ナタリアに微笑まれた王太子は、更に目を見開くと、おずおずと話しかけてきた。

「・・・ナタリア嬢?」

「はい!」

ナタリアが令嬢らしからぬハキハキとした口調で返事をすると、国王や王妃、宰相達がまるで化け物を見るような目でナタリアを見ている。

もしかしなくても、私やらかしたみたいね。

クリスもようやく異常な空気に気付いたらしい。

「ナタリア!何をしているんだ!!」

慌てて、王太子を見つめているナタリアの頭を力づくで下げようとするが、国王が威厳のある声で止めに入った。

「よい!そのままで!!」

「はっ!」

クリスの手はすぐに離れたが、ナタリアがどうしたらいいのか困っていると、今度はいつの間にか近付いていた王太子が手を差し伸べていた。

「ナタリア嬢、私は王太子のフェルゼン。
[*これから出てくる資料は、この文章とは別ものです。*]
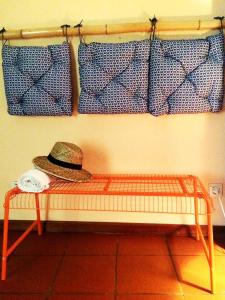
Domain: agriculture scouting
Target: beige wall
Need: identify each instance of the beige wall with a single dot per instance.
(191, 144)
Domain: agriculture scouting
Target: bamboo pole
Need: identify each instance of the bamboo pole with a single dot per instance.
(111, 29)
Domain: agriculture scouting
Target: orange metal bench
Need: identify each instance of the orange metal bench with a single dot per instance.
(121, 193)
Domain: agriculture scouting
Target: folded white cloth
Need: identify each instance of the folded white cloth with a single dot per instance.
(33, 181)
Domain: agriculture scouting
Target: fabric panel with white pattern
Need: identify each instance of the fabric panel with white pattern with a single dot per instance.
(114, 77)
(186, 76)
(38, 80)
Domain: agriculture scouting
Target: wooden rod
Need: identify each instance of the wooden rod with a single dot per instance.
(111, 29)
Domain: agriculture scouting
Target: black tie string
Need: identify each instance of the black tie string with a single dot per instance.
(78, 26)
(64, 28)
(153, 27)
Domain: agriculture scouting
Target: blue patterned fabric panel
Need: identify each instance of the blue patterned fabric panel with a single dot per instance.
(186, 76)
(114, 77)
(38, 80)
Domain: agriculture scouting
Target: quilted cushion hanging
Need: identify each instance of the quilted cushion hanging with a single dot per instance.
(114, 77)
(186, 76)
(38, 80)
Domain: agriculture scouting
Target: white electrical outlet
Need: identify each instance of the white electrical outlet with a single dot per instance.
(13, 184)
(215, 189)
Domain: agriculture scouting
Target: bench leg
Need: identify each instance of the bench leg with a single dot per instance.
(39, 227)
(211, 252)
(5, 239)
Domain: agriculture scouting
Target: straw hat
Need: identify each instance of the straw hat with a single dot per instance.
(64, 161)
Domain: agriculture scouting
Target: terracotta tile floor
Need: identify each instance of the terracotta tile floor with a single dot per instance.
(57, 266)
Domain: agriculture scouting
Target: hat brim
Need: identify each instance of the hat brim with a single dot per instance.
(43, 164)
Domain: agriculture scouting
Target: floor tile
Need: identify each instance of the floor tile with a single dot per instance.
(150, 297)
(86, 274)
(82, 297)
(45, 244)
(142, 245)
(204, 297)
(189, 246)
(29, 274)
(146, 274)
(193, 272)
(91, 244)
(22, 297)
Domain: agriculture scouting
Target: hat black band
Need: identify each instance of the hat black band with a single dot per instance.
(63, 163)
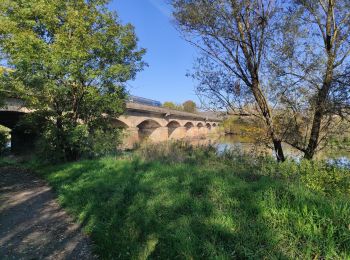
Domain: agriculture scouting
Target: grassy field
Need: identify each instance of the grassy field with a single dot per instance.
(177, 202)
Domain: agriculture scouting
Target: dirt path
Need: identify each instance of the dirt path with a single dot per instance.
(32, 225)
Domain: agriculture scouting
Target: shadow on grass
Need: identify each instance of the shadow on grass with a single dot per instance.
(134, 209)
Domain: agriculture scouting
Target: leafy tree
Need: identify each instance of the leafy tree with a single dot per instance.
(4, 138)
(311, 61)
(72, 58)
(233, 37)
(189, 106)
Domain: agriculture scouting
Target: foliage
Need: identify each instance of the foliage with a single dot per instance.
(71, 58)
(198, 205)
(309, 68)
(189, 106)
(233, 37)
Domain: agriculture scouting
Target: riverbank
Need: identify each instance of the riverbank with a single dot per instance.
(176, 201)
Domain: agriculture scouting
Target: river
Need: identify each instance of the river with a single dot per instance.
(235, 142)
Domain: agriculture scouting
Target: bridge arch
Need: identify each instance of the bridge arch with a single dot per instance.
(172, 127)
(147, 129)
(120, 124)
(189, 125)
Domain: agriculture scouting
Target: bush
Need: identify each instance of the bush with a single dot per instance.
(77, 142)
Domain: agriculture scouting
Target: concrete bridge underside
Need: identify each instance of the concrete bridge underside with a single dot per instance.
(139, 122)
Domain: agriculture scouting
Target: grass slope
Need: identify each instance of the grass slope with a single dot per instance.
(200, 208)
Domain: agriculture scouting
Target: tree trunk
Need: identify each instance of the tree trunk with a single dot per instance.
(320, 107)
(279, 150)
(265, 109)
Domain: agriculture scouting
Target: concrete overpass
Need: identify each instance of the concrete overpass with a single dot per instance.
(140, 122)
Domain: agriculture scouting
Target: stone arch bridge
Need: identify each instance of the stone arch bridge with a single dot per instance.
(140, 122)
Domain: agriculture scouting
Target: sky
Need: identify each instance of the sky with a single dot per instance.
(169, 57)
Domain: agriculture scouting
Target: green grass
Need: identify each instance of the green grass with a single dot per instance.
(200, 206)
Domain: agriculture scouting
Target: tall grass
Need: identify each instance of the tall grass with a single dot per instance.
(174, 201)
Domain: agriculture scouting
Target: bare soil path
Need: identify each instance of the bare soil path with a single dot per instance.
(32, 224)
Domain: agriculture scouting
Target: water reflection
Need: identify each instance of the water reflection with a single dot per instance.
(234, 142)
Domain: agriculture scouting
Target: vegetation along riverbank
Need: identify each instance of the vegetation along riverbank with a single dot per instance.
(177, 201)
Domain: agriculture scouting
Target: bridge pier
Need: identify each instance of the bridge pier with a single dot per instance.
(160, 134)
(178, 133)
(131, 137)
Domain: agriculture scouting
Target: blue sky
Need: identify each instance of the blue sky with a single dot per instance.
(169, 56)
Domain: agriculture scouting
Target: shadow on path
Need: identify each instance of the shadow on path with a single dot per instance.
(32, 225)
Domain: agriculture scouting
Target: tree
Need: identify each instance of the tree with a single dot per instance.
(72, 58)
(233, 37)
(311, 69)
(170, 105)
(189, 106)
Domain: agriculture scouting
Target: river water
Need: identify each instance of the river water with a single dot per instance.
(234, 142)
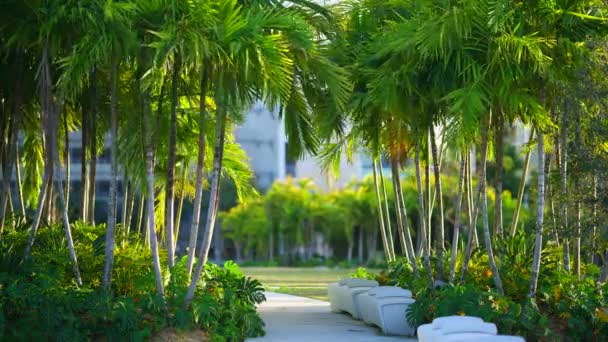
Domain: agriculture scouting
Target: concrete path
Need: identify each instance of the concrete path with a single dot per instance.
(291, 318)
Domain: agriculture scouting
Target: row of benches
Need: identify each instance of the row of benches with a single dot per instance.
(385, 307)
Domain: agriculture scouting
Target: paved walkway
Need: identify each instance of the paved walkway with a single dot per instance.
(298, 319)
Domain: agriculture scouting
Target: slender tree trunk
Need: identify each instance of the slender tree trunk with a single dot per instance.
(372, 242)
(383, 233)
(400, 223)
(169, 191)
(111, 225)
(457, 214)
(539, 217)
(93, 171)
(564, 190)
(215, 193)
(360, 247)
(150, 182)
(522, 188)
(577, 241)
(429, 200)
(389, 233)
(200, 166)
(484, 211)
(66, 220)
(440, 226)
(19, 182)
(66, 160)
(499, 147)
(407, 245)
(178, 218)
(84, 174)
(473, 220)
(425, 251)
(592, 257)
(38, 214)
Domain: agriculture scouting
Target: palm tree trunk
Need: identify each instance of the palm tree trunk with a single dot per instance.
(66, 160)
(440, 226)
(387, 250)
(19, 182)
(200, 166)
(406, 238)
(178, 218)
(425, 251)
(169, 191)
(93, 170)
(125, 201)
(150, 182)
(110, 227)
(522, 187)
(592, 258)
(484, 211)
(360, 246)
(577, 241)
(473, 219)
(400, 223)
(539, 217)
(84, 174)
(66, 220)
(214, 196)
(499, 147)
(429, 199)
(457, 214)
(564, 190)
(389, 233)
(470, 202)
(38, 214)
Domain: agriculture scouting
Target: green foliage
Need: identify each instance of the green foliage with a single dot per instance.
(39, 300)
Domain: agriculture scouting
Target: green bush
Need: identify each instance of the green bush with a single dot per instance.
(40, 301)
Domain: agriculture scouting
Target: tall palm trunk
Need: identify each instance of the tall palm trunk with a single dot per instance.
(402, 216)
(425, 251)
(539, 217)
(180, 206)
(522, 187)
(484, 211)
(93, 170)
(440, 227)
(19, 182)
(564, 189)
(169, 191)
(389, 232)
(214, 197)
(429, 199)
(499, 147)
(473, 219)
(84, 174)
(399, 209)
(66, 220)
(150, 182)
(200, 167)
(66, 160)
(387, 250)
(457, 214)
(110, 227)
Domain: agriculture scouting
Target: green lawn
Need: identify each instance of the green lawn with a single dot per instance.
(300, 281)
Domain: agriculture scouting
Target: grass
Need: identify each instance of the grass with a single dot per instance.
(308, 282)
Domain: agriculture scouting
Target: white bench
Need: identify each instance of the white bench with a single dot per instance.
(455, 328)
(385, 307)
(342, 294)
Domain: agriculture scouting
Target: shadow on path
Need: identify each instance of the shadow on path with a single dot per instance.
(292, 318)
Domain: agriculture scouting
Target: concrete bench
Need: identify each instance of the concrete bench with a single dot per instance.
(456, 328)
(385, 307)
(342, 294)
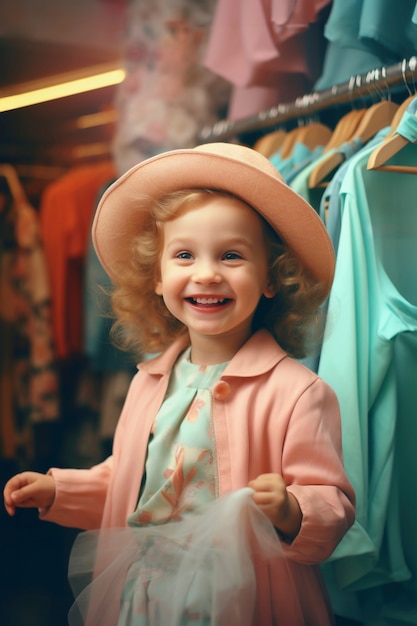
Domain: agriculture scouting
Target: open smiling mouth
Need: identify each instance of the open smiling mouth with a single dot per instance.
(209, 302)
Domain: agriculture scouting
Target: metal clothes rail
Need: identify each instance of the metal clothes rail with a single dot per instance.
(375, 82)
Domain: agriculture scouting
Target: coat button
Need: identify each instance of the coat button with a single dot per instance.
(221, 390)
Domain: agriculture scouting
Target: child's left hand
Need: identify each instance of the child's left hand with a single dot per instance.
(280, 506)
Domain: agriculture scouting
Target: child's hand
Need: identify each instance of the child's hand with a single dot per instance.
(280, 506)
(29, 489)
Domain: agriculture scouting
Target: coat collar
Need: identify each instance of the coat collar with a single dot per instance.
(257, 356)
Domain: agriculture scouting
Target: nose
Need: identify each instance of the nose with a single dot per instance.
(206, 272)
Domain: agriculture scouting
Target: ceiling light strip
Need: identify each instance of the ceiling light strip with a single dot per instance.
(61, 90)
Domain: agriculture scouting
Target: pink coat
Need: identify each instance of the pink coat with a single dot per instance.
(270, 414)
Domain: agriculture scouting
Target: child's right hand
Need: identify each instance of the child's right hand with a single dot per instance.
(29, 489)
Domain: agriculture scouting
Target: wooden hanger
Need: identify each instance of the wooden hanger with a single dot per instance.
(371, 121)
(270, 143)
(344, 129)
(342, 133)
(311, 135)
(392, 144)
(9, 173)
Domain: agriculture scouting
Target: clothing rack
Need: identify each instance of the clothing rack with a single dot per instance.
(361, 86)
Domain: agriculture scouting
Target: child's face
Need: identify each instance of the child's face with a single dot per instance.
(214, 270)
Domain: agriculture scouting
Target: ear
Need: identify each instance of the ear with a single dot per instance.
(270, 290)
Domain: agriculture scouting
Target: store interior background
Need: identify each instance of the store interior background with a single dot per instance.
(40, 40)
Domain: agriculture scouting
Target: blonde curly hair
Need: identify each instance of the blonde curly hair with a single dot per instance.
(144, 324)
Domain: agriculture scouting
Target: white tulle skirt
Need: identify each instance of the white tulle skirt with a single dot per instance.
(197, 572)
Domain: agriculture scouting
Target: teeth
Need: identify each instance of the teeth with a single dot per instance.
(209, 300)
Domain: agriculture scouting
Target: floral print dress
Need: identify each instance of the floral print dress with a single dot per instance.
(180, 476)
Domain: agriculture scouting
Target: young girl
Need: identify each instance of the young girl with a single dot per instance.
(220, 266)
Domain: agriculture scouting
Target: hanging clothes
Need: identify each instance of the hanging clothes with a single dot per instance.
(28, 376)
(365, 34)
(269, 52)
(66, 209)
(369, 358)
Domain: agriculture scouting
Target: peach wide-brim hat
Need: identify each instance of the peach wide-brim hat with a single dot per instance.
(124, 207)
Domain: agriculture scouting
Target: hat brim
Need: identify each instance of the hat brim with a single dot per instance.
(124, 207)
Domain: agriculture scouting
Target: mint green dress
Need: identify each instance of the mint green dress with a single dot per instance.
(180, 476)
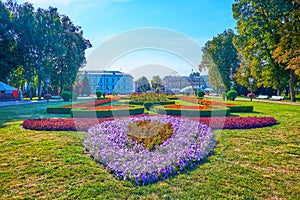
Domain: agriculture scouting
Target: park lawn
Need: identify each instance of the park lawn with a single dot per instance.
(246, 164)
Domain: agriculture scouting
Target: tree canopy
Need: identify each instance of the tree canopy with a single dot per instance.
(267, 41)
(45, 44)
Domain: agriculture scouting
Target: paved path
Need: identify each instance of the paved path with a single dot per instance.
(18, 102)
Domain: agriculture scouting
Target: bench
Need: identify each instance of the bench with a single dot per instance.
(262, 97)
(277, 98)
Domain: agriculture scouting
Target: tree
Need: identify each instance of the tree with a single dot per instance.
(156, 83)
(222, 56)
(71, 55)
(287, 51)
(24, 27)
(207, 62)
(86, 86)
(8, 54)
(142, 84)
(258, 25)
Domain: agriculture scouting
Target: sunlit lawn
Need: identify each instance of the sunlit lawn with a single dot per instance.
(246, 164)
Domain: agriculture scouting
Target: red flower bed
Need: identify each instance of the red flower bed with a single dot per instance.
(181, 107)
(237, 122)
(83, 124)
(93, 103)
(215, 103)
(108, 108)
(62, 124)
(189, 99)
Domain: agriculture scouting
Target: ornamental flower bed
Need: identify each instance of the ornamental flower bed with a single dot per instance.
(93, 103)
(109, 107)
(83, 124)
(108, 144)
(181, 107)
(150, 96)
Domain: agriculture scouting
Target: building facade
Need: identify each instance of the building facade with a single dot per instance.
(109, 81)
(176, 83)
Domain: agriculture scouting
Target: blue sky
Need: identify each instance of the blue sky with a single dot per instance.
(102, 20)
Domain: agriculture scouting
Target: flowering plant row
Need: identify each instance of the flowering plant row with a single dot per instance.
(116, 107)
(182, 107)
(150, 96)
(109, 145)
(83, 124)
(93, 103)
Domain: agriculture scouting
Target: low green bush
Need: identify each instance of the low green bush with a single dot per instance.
(192, 113)
(149, 104)
(200, 93)
(66, 95)
(240, 108)
(98, 94)
(58, 110)
(231, 95)
(80, 113)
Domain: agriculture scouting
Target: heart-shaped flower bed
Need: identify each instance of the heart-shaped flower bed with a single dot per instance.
(109, 144)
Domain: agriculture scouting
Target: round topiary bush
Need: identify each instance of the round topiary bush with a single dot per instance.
(74, 96)
(231, 95)
(66, 96)
(200, 93)
(98, 94)
(224, 96)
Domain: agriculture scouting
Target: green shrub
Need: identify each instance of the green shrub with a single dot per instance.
(98, 94)
(80, 113)
(200, 93)
(231, 95)
(224, 96)
(74, 96)
(241, 108)
(149, 104)
(66, 95)
(58, 110)
(192, 113)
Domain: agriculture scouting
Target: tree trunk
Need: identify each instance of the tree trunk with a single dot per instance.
(292, 86)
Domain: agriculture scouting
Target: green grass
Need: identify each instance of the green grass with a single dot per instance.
(259, 163)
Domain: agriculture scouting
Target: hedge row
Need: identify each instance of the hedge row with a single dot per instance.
(192, 113)
(58, 110)
(79, 113)
(240, 108)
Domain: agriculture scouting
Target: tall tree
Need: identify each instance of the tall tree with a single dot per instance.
(156, 83)
(207, 62)
(72, 53)
(258, 25)
(222, 57)
(287, 51)
(142, 84)
(24, 27)
(86, 85)
(8, 55)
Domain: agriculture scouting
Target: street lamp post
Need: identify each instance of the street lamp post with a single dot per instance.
(47, 81)
(251, 81)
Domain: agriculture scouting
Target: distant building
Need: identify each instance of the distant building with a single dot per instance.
(176, 83)
(109, 81)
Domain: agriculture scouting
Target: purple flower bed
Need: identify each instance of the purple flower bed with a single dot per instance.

どうかこの手をとり、あなたとダンスを踊る幸運を私に与えて下さいませんか?」

へ?
なんでただの子爵令嬢の私にそんな大役が?
私、ダンス苦手ですけど・・・

しかしフェルゼンの顔は必死で、心なしか手は震えて見える。

こんな素敵な王子様、絵本の挿絵でも見たことないわ。
平凡な私となんて申し訳がなさすぎるわね。
お断りしたいけれど・・・

クリスをチラッと見れば、青い顔で思いっきりコクコクと頷いている。
これは、絶対断るなという意味だろう。

「わたくしで良ければ喜んで」

ナタリアが仕方なく微笑みを作ってそっと手を乗せると、フェルゼンはナタリアの手が重ねられた自分の手を茫然と見ている。
するとフェルゼンの顔が突然クシャッと歪み、美しいエメラルドの瞳が潤み始めた。

「そうかそうか。この国にフェルゼンに触れられる令嬢がいたとはな。いや、いい夜だ!!」

「本当に。フェルゼン、良かったわね。ダンスを楽しんでいらっしゃい」

国王と王妃に見守られながら、ナタリアはフェルゼンにホールの中心へと誘われた。

国王様達は、何を仰っていたのかしら?
意味がよくわからなかったけれど。
あ、私、殿下と踊ったりしたら、後で令嬢に虐められちゃうんじゃないの?

さりげなく周りを確認したが、何故かそもそも令嬢の数が極端に少ない。
残っている数少ない令嬢は、みな感激したような表情でこちらをうっとりと見ている。

ナタリアは狐につままれたような心地で、踊り出しのステップを頭の中で確認していた。